The Scenario:
You see a 65 year old man for the first time who is complaining of a 20 pound weight loss, dysphagia, and abdominal pain. His past medical history includes DM2, CAD, OA, Chronic Bronchitis, HTN, GERD and Hyperlipidemia. He takes 8 medications and hasn't seen a doctor in 19 months.
Like I said, 99205 is ONLY for the trainwrecks. There is no way you could even think about upcoding to a 99205. No Way!
I repeat The patient would need to have a severe exacerbation of a chronic problem or an acute illness which threatens life or bodily function to qualify for this level of risk
So let's go through the things that make this different from a 99204 first.
Medical Decision Making (MDM) of High Complexity, that's all. Nothing Else....
But boy, what a bar you are going to have to meet on this one.
What does high complexity MDM entail?
1. Number of Diagnoses or Management Options must be "Extensive"
2. Amount/Complexity of Data Reviewed must also be "Extensive"
3. Lastly, the Risk of MandM must be high....
We have reviewed these a little before, but let's recap.

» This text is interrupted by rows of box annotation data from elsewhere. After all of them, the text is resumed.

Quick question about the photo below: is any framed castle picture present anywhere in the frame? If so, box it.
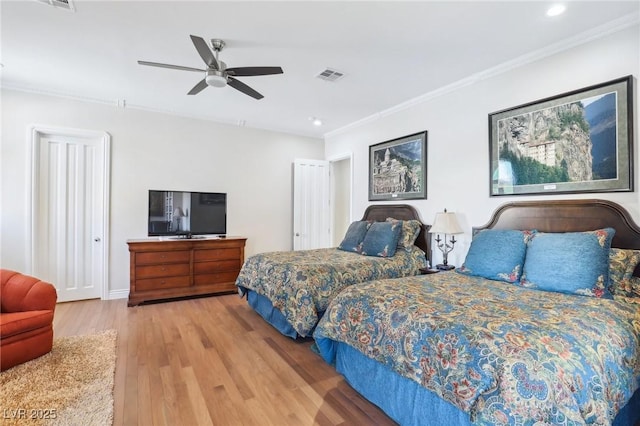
[489,76,633,197]
[369,131,427,201]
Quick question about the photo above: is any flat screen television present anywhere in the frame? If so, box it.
[148,190,227,238]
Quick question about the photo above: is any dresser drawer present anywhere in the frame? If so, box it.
[193,270,240,284]
[193,247,240,262]
[193,259,242,274]
[136,263,189,280]
[136,275,189,291]
[136,251,191,265]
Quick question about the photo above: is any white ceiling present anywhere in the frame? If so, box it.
[0,0,640,137]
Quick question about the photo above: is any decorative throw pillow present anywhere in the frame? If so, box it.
[609,247,640,297]
[387,217,422,251]
[520,228,616,299]
[457,229,534,283]
[338,220,371,253]
[362,222,402,257]
[625,277,640,298]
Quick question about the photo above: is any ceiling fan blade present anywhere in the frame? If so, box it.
[138,61,207,72]
[227,67,284,77]
[227,77,264,99]
[191,35,220,70]
[187,78,208,95]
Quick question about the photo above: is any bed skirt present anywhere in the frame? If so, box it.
[316,339,640,426]
[244,289,298,339]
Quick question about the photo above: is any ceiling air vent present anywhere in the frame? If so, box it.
[316,68,344,81]
[36,0,75,12]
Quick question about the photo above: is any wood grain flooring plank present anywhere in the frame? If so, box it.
[54,294,395,426]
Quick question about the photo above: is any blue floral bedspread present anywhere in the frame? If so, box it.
[236,247,427,337]
[314,272,640,425]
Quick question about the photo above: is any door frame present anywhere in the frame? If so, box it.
[327,152,355,246]
[26,124,111,300]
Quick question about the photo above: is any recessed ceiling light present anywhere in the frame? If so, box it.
[547,4,567,16]
[309,117,322,126]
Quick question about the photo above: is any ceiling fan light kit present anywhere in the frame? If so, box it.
[138,35,283,99]
[204,70,227,87]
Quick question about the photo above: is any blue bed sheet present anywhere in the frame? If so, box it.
[314,272,640,425]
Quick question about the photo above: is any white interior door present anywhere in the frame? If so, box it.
[330,155,351,247]
[293,160,331,250]
[31,129,109,302]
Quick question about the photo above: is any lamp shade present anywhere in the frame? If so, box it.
[429,210,464,234]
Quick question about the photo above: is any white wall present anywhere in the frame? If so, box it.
[0,90,324,297]
[325,25,640,265]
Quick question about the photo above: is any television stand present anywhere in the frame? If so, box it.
[127,236,247,306]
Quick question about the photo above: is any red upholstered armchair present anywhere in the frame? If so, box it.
[0,269,58,371]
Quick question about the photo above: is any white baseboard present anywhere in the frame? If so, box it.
[107,288,129,300]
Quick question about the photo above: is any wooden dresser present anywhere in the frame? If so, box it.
[127,237,247,306]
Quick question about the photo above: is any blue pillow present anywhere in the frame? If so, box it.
[338,220,371,253]
[362,221,402,257]
[457,229,534,283]
[520,228,616,299]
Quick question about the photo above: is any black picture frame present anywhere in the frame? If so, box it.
[369,130,427,201]
[489,75,634,197]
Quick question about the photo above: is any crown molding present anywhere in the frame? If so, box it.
[324,13,640,140]
[0,83,323,141]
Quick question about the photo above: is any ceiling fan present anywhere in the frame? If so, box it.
[138,35,283,99]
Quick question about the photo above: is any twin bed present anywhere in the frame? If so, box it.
[236,204,431,339]
[236,200,640,426]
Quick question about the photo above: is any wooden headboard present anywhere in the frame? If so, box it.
[473,199,640,249]
[362,204,431,262]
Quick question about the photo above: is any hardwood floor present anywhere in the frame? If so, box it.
[54,294,395,426]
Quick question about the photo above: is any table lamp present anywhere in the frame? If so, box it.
[429,209,463,271]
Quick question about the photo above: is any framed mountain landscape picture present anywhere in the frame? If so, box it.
[489,76,633,196]
[369,131,427,201]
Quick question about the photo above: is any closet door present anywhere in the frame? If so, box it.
[293,159,331,250]
[31,129,109,302]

Remember how I said MDM is difficult and is judged by 3 variable?
These Are Also Called:
A. Problem Points-In this case you need 4 points
B. Data Points-For the 99205 you also need 4 points
C. Risk-This has to be HIGH RISK,
High risk essentially means a condition that is placing the patient in IMMINENT threat of their life. I think you know what these are....but for the non-physicians out there let me give you a hint
1. Myocardial Infarction, but not stable Angina
2. Renal Failure, but not Renal Insufficiency
3. Trauma
4. TIA or Stroke
5. Pulmonary Embolism
6. Status Asthmaticus but not mild exacerbation
I think you get where I am going here......
99205 is only for Trainwrecks....I repeat only for Trainwrecks.......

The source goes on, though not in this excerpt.